[python] Recursive sub folder search and return files in a list python

This seems to be the fastest solution I could come up with, and is faster than os.walk and a lot faster than any glob solution.

  • It will also give you a list of all nested subfolders at basically no cost.
  • You can search for several different extensions.
  • You can also choose to return either full paths or just the names for the files by changing f.path to f.name (do not change it for subfolders!).

Args: dir: str, ext: list.
Function returns two lists: subfolders, files.

See below for a detailed speed anaylsis.

def run_fast_scandir(dir, ext):    # dir: str, ext: list
    subfolders, files = [], []

    for f in os.scandir(dir):
        if f.is_dir():
            subfolders.append(f.path)
        if f.is_file():
            if os.path.splitext(f.name)[1].lower() in ext:
                files.append(f.path)


    for dir in list(subfolders):
        sf, f = run_fast_scandir(dir, ext)
        subfolders.extend(sf)
        files.extend(f)
    return subfolders, files


subfolders, files = run_fast_scandir(folder, [".jpg"])

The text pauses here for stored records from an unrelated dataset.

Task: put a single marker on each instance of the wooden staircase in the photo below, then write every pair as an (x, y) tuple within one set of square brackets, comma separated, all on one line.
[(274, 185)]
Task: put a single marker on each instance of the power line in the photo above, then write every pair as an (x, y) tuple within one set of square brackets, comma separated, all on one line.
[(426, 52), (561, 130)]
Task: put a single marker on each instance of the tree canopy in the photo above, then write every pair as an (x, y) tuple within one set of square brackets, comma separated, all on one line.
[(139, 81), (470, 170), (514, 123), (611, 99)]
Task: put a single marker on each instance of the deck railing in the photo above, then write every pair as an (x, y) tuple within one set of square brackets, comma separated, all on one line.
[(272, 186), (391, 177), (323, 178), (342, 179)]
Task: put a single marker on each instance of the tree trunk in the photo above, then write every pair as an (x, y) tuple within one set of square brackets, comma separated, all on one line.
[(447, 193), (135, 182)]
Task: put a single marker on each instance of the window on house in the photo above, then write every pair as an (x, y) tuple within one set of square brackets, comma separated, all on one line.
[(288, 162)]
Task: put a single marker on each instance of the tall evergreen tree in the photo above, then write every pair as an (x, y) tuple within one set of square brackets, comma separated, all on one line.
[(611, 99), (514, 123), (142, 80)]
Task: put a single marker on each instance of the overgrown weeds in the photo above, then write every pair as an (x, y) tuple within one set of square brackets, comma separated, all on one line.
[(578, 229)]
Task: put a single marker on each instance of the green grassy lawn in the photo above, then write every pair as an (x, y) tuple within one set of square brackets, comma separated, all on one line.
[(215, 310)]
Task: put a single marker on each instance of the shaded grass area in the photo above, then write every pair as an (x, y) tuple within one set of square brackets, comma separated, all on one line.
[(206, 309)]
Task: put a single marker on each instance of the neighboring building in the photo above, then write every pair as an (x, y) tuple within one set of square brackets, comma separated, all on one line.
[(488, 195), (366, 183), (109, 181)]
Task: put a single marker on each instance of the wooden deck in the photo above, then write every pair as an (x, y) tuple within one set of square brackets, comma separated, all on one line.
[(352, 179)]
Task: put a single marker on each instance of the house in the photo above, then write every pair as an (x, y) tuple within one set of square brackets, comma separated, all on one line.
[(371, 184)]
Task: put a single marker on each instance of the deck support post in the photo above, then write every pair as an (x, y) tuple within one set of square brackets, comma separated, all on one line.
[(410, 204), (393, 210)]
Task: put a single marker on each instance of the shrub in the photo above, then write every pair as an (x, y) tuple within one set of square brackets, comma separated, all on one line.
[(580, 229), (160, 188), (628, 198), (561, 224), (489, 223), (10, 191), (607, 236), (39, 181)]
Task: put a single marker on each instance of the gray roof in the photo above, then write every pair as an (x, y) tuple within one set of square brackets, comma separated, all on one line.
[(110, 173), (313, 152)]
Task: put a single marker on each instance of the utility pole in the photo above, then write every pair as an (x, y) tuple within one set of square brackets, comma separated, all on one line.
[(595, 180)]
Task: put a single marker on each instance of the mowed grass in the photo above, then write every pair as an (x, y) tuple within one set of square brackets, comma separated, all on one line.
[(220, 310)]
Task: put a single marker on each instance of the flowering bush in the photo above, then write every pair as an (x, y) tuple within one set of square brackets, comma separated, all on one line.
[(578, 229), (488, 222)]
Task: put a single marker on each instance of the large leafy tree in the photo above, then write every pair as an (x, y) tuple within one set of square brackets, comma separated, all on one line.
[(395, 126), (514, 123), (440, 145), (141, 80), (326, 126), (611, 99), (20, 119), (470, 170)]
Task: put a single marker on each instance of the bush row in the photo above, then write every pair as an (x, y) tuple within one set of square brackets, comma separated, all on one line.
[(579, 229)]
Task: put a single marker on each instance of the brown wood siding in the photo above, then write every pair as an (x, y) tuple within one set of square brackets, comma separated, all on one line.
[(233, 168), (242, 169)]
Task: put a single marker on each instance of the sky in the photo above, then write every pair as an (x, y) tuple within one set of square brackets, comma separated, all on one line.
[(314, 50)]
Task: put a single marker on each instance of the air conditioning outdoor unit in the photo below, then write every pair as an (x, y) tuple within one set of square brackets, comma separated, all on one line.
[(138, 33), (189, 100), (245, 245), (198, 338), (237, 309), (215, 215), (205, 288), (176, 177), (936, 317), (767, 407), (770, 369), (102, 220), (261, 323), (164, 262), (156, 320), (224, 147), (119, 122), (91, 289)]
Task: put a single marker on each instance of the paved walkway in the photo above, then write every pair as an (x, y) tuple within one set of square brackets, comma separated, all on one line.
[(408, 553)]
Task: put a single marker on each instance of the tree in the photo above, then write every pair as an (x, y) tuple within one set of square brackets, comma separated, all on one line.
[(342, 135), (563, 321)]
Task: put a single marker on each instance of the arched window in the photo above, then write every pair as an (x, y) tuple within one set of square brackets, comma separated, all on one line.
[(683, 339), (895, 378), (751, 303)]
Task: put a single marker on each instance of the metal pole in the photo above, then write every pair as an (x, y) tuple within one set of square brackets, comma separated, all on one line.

In case you need the file size, you can also create a sizes list and add f.stat().st_size like this for a display of MiB:

sizes.append(f"{f.stat().st_size/1024/1024:.0f} MiB")

Speed analysis

for various methods to get all files with a specific file extension inside all subfolders and the main folder.

tl;dr:

  • fast_scandir clearly wins and is twice as fast as all other solutions, except os.walk.
  • os.walk is second place slighly slower.
  • using glob will greatly slow down the process.
  • None of the results use natural sorting. This means results will be sorted like this: 1, 10, 2. To get natural sorting (1, 2, 10), please have a look at https://stackoverflow.com/a/48030307/2441026

**Results:**
fast_scandir    took  499 ms. Found files: 16596. Found subfolders: 439
os.walk         took  589 ms. Found files: 16596
find_files      took  919 ms. Found files: 16596
glob.iglob      took  998 ms. Found files: 16596
glob.glob       took 1002 ms. Found files: 16596
pathlib.rglob   took 1041 ms. Found files: 16596
os.walk-glob    took 1043 ms. Found files: 16596

Tests were done with W7x64, Python 3.8.1, 20 runs. 16596 files in 439 (partially nested) subfolders.
find_files is from https://stackoverflow.com/a/45646357/2441026 and lets you search for several extensions.
fast_scandir was written by myself and will also return a list of subfolders. You can give it a list of extensions to search for (I tested a list with one entry to a simple if ... == ".jpg" and there was no significant difference).


# -*- coding: utf-8 -*-
# Python 3


import time
import os
from glob import glob, iglob
from pathlib import Path


directory = r"<folder>"
RUNS = 20


def run_os_walk():
    a = time.time_ns()
    for i in range(RUNS):
        fu = [os.path.join(dp, f) for dp, dn, filenames in os.walk(directory) for f in filenames if
                  os.path.splitext(f)[1].lower() == '.jpg']
    print(f"os.walk\t\t\ttook {(time.time_ns() - a) / 1000 / 1000 / RUNS:.0f} ms. Found files: {len(fu)}")


def run_os_walk_glob():
    a = time.time_ns()
    for i in range(RUNS):
        fu = [y for x in os.walk(directory) for y in glob(os.path.join(x[0], '*.jpg'))]
    print(f"os.walk-glob\ttook {(time.time_ns() - a) / 1000 / 1000 / RUNS:.0f} ms. Found files: {len(fu)}")


def run_glob():
    a = time.time_ns()
    for i in range(RUNS):
        fu = glob(os.path.join(directory, '**', '*.jpg'), recursive=True)
    print(f"glob.glob\t\ttook {(time.time_ns() - a) / 1000 / 1000 / RUNS:.0f} ms. Found files: {len(fu)}")


def run_iglob():
    a = time.time_ns()
    for i in range(RUNS):
        fu = list(iglob(os.path.join(directory, '**', '*.jpg'), recursive=True))
    print(f"glob.iglob\t\ttook {(time.time_ns() - a) / 1000 / 1000 / RUNS:.0f} ms. Found files: {len(fu)}")


def run_pathlib_rglob():
    a = time.time_ns()
    for i in range(RUNS):
        fu = list(Path(directory).rglob("*.jpg"))
    print(f"pathlib.rglob\ttook {(time.time_ns() - a) / 1000 / 1000 / RUNS:.0f} ms. Found files: {len(fu)}")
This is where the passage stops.